Smettetela di parlare di scudetto, non siete credibili. Fischi a Emerson? Si, ma i destinatari erano in tribuna. Non ci sono più alibi, per nessuno
Uscendo da San Siro sabato, dopo Milan-Juventus, ho ripensato subito a chi ha speso soldi per vedere quello scempio. Chi si è fatto migliaia di chilometri per entrare nella ghiacciaia dello stadio e vedere uno spettacolo indecente per le cifre applicate sui biglietti. In altri contesti, sarebbe scattata la richiesta del rimborso dei soldi buttati per uno 0-0 che non ha giustificazioni per come il Milan è sceso in campo. La Juventus ha fatto la sua partita, perché nelle difficoltà bisogna guardare il bicchiere mezzo pieno, senza dimenticare che l’occasione più importante della gara l’hanno avuta i bianconeri con Cambiaso, stoppato da un intervento salvifico di Thiaw. Paulo Fonseca e il suo percorso tecnico non funzionano, ormai è evidente e il Milan è totalmente solo. I fischi di San Siro sono una sentenza che sta diventando una consuetudine, specialmente quelli a fine partita quando lo stadio si è fatto sentire in maniera seria e importante così come si era fatto sentire al momento della sostituzione di Emerson Royal. I fischi all’ex Tottenham, autore ancora una volta di una prestazione scadente, non sono solo ad personam, ma sono fischi verso chi lo ha scelto, ovvero Furlani, Moncada e Ibrahimovic. È giusto dirlo.

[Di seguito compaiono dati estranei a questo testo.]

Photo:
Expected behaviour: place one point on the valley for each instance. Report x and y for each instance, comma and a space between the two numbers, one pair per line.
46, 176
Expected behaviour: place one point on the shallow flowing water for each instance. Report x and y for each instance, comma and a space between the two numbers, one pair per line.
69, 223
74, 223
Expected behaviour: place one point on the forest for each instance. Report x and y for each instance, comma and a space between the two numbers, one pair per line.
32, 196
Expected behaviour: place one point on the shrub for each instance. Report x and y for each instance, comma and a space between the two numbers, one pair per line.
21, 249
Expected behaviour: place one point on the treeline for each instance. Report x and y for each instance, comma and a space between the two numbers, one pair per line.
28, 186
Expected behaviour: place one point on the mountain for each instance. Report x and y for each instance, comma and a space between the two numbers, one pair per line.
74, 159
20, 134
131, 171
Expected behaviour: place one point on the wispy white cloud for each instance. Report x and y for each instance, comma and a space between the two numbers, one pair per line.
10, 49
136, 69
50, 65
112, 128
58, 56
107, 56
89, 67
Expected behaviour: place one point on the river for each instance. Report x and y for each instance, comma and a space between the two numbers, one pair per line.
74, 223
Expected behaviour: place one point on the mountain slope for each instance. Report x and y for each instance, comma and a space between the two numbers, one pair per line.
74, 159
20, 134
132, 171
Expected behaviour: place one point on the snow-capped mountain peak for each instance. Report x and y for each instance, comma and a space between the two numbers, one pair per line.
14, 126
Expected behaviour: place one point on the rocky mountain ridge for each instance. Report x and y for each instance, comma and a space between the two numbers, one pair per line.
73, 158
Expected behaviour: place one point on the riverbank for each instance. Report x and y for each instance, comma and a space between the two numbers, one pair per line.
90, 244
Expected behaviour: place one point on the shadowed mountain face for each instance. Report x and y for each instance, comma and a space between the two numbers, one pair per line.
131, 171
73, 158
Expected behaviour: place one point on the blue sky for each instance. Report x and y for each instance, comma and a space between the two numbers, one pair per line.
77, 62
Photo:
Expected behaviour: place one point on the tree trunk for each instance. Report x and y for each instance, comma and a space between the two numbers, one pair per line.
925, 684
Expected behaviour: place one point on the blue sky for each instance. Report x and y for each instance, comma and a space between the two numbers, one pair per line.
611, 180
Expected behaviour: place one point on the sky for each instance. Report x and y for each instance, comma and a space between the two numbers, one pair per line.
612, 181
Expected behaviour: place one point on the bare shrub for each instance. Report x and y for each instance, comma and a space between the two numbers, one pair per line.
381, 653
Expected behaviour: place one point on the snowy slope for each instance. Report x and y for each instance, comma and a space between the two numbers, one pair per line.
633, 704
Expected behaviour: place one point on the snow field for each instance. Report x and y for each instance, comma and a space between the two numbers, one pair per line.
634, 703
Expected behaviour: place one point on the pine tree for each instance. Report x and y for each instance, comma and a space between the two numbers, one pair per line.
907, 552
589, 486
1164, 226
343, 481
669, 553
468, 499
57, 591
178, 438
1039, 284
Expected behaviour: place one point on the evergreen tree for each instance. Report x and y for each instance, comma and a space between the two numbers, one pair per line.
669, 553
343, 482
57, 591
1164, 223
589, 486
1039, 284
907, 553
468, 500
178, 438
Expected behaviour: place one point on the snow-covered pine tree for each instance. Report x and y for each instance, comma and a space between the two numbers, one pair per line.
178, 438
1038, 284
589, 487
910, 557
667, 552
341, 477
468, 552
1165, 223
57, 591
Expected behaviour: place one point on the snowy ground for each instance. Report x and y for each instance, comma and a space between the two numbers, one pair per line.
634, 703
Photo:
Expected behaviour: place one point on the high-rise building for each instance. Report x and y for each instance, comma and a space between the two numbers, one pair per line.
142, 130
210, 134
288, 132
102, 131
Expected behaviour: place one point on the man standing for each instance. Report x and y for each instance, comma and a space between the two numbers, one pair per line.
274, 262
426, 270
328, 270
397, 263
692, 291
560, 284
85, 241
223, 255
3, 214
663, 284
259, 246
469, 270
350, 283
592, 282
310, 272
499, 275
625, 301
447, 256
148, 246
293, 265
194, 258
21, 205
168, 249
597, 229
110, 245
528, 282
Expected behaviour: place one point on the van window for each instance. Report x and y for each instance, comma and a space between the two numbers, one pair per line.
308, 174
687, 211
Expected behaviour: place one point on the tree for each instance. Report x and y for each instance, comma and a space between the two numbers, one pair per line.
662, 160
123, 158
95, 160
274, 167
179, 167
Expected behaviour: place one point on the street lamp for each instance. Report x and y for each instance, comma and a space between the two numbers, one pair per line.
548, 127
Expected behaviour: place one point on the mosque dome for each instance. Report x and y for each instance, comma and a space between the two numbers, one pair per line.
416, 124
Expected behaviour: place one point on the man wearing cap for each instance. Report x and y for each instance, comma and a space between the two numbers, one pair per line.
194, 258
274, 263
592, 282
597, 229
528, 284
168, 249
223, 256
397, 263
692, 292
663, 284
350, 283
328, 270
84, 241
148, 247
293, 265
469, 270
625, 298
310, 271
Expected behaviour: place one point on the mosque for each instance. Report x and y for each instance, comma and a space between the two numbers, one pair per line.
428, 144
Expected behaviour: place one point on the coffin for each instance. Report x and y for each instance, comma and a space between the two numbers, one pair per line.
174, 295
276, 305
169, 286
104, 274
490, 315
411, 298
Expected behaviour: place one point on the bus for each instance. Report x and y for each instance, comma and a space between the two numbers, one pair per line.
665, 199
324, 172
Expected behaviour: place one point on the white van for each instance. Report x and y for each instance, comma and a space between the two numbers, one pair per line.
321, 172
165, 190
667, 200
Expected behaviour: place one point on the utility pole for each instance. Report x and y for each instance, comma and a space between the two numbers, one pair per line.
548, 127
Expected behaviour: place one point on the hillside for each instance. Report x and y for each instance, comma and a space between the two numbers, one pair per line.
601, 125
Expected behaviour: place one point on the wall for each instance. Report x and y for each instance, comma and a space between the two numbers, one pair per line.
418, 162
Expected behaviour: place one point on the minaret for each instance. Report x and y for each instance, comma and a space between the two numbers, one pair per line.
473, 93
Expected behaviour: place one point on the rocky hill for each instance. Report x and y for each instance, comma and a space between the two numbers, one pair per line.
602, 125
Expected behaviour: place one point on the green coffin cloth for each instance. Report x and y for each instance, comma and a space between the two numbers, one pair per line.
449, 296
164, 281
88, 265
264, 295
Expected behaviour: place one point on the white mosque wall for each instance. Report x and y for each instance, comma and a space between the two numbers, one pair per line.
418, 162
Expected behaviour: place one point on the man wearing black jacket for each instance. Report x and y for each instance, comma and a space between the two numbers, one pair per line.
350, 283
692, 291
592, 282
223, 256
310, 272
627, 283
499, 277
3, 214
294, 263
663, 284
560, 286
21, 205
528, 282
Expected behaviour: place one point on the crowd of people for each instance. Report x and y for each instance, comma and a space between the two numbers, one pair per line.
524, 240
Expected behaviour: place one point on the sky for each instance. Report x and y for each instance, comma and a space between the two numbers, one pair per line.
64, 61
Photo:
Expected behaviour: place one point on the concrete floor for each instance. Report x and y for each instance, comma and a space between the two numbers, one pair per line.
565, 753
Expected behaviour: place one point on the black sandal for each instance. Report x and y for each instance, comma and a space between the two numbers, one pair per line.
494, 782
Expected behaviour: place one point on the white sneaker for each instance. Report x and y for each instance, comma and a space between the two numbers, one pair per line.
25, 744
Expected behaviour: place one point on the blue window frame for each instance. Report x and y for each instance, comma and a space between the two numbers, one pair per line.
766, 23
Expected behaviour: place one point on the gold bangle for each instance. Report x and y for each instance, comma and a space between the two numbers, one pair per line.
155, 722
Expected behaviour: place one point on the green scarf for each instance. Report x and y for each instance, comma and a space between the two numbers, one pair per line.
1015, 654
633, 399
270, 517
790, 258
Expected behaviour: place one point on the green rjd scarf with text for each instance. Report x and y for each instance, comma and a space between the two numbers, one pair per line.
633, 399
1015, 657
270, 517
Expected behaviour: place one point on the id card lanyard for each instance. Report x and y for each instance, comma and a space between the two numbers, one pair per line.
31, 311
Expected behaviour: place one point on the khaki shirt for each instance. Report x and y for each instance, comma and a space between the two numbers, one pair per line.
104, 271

Se poi lo stesso Fonseca dà ragione ai tifosi, allora siamo prossimi alla chiusura del sipario. L’allenatore portoghese parla, spiega, non si tira indietro dal dire le cose, ma è lui che deve trovare delle soluzioni. È lui che dovrebbe dare ai calciatori una guida credibile, una mentalità diversa. E invece del gioco dominante di cui si fa evangelista, nemmeno l’ombra. Contro la Juventus si è vista, ancora una volta, tanta confusione tattica. Un 4-4-2 in non possesso con Leao stretto accanto a Morata e Reijnders a fare l’esterno sinistro. Una scelta che non ha prodotto nulla e contro una Juve decimata, ci si sarebbe aspettati un bel po’ di coraggio da parte di Fonseca, che invece ha infoltito la mediana e ha tenuto fuori uomini offensivi, dando il messaggio che sarebbe stato meglio non prenderle che provare a darle come ha fatto trasparire Fofana in conferenza stampa. Il Milan, senza Pulisic in campo, non ha una giocata codificata che sia una, la THEAO ad oggi è un lontano ricordo di quella che era una fascia devastante poiché non è messa nelle condizioni di rendere al meglio (oltre a un momento non brillante di Theo), Morata viene indietro a cucire il gioco ma svuota l’area di rigore laddove si decidono le partite. Sarebbe il caso di finirla di parlare di scudetto, sia ai piani dirigenziali sia a quelli tecnici, perché qui c’è a rischio la Champions League del prossimo anno e se non dovesse arrivare, lì si che sarebbero dolori sotto tutti i punti di vista perché le altre corrono, eccome se corrono. Il campo dice questo e ora in Champions non saranno ammessi altri risultati da quattro vittorie, a partire da domani contro lo Slovan Bratislava. Almeno lì c’è la possibilità di poter centrare un obiettivo, ovvero arrivare agli ottavi saltando i play off.
Ma di questo passo, senza sussulti sul mercato, che dovrà mettere i risultati davanti alle questioni economiche, si rischia una stagione che potrebbe quasi azzerare il rapporto con la propria piazza. Perché scelte forti, che possono portare un’inversione di tendenza, possono far arrivare risultati che valgono moltissimo. E di tutto questo momento è responsabile anche, se non in primis, la proprietà che ha dato le linee guida di gestione del club a chi, poi, le deve portare avanti. Arrivare a maggio così, fidatevi, è lunga e non conviene a nessuno.